Fluids

Pressure

$P = \frac{F}{A}$ Unit: pascal ($1\ \text{Pa} = 1\ \text{N/m}^2$).

Pressure at depth in a fluid: $P = P_0 + \rho g h$ where $P_0$ is atmospheric pressure, $\rho$ is fluid density, and $h$ is depth.

Pascal's Law

Pressure applied to an enclosed fluid is transmitted undiminished throughout the fluid: $\frac{F_1}{A_1} = \frac{F_2}{A_2}$

Buoyancy and Archimedes' Principle

The buoyant force equals the weight of the displaced fluid: $F_b = \rho_{\text{fluid}} V_{\text{displaced}} g$

• Object floats if $\rho_{\text{object}} < \rho_{\text{fluid}}$.
• Object sinks if $\rho_{\text{object}} > \rho_{\text{fluid}}$.

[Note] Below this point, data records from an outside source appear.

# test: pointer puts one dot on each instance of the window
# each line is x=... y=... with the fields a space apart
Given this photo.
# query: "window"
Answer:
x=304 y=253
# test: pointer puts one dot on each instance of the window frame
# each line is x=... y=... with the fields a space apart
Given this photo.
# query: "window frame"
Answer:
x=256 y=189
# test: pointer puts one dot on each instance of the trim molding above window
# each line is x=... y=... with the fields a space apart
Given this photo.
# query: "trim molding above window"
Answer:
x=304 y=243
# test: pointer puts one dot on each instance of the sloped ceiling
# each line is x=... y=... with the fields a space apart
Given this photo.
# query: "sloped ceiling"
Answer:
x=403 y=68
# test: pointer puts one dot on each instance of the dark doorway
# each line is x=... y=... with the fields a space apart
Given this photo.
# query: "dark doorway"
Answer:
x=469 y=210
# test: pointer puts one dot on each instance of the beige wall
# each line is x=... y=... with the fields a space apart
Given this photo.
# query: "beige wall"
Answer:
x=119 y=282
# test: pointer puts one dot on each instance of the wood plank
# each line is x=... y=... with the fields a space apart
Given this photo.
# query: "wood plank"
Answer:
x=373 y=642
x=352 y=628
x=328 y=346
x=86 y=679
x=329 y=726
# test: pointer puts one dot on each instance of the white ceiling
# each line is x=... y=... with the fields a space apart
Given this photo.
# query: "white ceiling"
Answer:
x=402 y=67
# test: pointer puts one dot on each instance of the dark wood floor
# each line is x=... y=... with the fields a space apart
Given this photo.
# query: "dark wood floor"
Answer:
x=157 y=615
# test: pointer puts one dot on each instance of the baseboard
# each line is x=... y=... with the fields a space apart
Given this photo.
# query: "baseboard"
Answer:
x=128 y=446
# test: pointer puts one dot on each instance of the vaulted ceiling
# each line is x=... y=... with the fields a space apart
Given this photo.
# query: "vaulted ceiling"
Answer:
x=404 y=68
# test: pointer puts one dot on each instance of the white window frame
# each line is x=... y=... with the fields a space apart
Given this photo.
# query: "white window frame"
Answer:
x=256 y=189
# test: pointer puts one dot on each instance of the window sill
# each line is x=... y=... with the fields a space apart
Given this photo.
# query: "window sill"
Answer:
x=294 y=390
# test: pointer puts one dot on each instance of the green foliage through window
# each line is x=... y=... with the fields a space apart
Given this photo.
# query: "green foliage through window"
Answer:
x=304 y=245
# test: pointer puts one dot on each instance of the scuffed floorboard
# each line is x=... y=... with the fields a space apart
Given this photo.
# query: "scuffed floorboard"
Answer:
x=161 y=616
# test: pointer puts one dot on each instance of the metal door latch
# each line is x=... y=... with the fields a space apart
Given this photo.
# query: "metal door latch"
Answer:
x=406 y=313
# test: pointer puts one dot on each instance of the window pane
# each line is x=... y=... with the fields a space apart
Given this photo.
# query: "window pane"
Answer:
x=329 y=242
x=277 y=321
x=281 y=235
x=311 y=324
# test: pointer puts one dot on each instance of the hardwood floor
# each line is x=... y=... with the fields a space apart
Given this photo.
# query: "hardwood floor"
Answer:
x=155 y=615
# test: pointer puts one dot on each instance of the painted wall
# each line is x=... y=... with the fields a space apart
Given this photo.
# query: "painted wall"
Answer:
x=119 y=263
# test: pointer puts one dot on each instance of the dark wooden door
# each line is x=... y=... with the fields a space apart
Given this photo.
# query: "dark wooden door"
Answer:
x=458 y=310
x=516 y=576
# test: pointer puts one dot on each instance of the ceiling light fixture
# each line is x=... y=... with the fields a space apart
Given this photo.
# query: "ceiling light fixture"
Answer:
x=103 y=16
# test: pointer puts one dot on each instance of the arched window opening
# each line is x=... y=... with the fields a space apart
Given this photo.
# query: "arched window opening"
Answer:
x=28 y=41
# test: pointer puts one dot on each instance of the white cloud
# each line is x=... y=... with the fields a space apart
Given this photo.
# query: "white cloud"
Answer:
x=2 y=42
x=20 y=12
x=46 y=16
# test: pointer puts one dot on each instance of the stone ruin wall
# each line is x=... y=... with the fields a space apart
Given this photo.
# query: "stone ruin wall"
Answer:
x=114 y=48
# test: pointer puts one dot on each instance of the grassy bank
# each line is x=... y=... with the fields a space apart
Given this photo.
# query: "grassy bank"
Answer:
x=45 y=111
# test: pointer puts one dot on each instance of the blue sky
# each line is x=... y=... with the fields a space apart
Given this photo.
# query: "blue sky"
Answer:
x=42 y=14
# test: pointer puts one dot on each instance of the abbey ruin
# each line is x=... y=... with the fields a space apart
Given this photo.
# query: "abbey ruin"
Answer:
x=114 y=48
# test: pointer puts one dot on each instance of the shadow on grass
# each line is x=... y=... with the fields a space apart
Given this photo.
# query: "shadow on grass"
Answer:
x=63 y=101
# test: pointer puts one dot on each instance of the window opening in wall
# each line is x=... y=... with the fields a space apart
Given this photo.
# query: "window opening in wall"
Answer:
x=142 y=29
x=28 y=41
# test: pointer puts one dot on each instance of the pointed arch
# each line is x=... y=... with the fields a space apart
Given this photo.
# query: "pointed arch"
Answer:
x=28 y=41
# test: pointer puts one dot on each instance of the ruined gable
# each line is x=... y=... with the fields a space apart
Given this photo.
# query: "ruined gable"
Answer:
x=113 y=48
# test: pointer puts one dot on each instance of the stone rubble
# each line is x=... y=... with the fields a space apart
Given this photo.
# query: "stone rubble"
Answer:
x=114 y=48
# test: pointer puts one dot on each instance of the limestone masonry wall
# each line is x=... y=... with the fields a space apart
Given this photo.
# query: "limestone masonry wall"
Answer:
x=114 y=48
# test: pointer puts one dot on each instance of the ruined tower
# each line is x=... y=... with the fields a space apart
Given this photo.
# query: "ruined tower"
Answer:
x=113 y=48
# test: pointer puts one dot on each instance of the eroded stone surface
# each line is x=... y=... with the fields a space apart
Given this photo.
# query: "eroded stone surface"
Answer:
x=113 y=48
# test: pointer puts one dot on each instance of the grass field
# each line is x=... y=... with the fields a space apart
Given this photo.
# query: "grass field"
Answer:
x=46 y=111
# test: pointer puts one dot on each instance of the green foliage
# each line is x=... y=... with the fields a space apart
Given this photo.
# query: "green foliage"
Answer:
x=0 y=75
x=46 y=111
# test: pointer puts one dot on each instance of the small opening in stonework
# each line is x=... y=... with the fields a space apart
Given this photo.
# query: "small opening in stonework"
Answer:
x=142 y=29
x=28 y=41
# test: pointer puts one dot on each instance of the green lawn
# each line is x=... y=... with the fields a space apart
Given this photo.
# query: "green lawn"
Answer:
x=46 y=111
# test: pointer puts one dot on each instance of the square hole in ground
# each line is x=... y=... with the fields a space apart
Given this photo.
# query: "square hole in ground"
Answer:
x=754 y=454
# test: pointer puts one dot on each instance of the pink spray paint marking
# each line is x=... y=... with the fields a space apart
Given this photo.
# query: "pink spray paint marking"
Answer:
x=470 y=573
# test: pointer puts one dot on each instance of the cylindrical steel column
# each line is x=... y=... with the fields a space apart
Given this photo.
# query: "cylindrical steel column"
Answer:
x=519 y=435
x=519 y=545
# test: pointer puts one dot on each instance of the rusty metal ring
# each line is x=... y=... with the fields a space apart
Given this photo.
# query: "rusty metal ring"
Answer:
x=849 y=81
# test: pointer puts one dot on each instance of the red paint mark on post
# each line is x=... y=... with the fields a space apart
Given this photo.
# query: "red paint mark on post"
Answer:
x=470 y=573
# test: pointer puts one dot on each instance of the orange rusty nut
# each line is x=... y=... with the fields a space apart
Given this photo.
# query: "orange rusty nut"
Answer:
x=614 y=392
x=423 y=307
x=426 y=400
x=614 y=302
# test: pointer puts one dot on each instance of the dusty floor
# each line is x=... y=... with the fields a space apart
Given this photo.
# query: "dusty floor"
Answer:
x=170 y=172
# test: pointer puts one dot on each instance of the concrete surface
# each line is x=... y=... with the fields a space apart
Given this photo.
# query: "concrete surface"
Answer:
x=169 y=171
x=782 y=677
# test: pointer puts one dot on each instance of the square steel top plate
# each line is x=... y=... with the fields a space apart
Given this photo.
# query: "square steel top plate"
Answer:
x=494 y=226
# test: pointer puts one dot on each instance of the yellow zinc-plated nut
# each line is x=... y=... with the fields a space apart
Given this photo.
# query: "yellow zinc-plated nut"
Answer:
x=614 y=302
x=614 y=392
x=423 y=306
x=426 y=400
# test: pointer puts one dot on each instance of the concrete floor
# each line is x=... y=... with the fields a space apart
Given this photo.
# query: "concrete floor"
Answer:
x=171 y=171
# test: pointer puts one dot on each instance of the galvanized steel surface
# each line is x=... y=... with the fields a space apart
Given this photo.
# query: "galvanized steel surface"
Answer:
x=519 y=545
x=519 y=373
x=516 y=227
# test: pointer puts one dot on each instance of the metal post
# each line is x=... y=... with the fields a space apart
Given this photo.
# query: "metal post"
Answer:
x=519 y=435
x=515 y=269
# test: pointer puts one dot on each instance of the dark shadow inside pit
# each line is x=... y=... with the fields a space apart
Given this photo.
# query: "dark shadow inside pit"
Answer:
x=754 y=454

Continuity Equation (Conservation of Mass)

For an incompressible fluid: $A_1 v_1 = A_2 v_2$

Bernoulli's Equation (Conservation of Energy)

$P_1 + \frac{1}{2}\rho v_1^2 + \rho g y_1 = P_2 + \frac{1}{2}\rho v_2^2 + \rho g y_2$

Special case — Torricelli's theorem (draining tank): $v = \sqrt{2gh}$

Problem: A wooden block ($\rho = 600\ \text{kg/m}^3$) with volume $0.01\ \text{m}^3$ is placed in water ($\rho = 1000\ \text{kg/m}^3$). What fraction is submerged?

Solution:

At equilibrium, buoyant force = weight: $\rho_w V_{\text{sub}} g = \rho_{\text{block}} V_{\text{block}} g$ $\frac{V_{\text{sub}}}{V_{\text{block}}} = \frac{\rho_{\text{block}}}{\rho_w} = \frac{600}{1000} = 0.6$

60% of the block is submerged.

• Pressure increases with depth: $P = P_0 + \rho g h$.
• Buoyant force = weight of displaced fluid.
• Continuity: $A_1 v_1 = A_2 v_2$ for incompressible flow.
• Bernoulli's equation relates pressure, speed, and height along a streamline.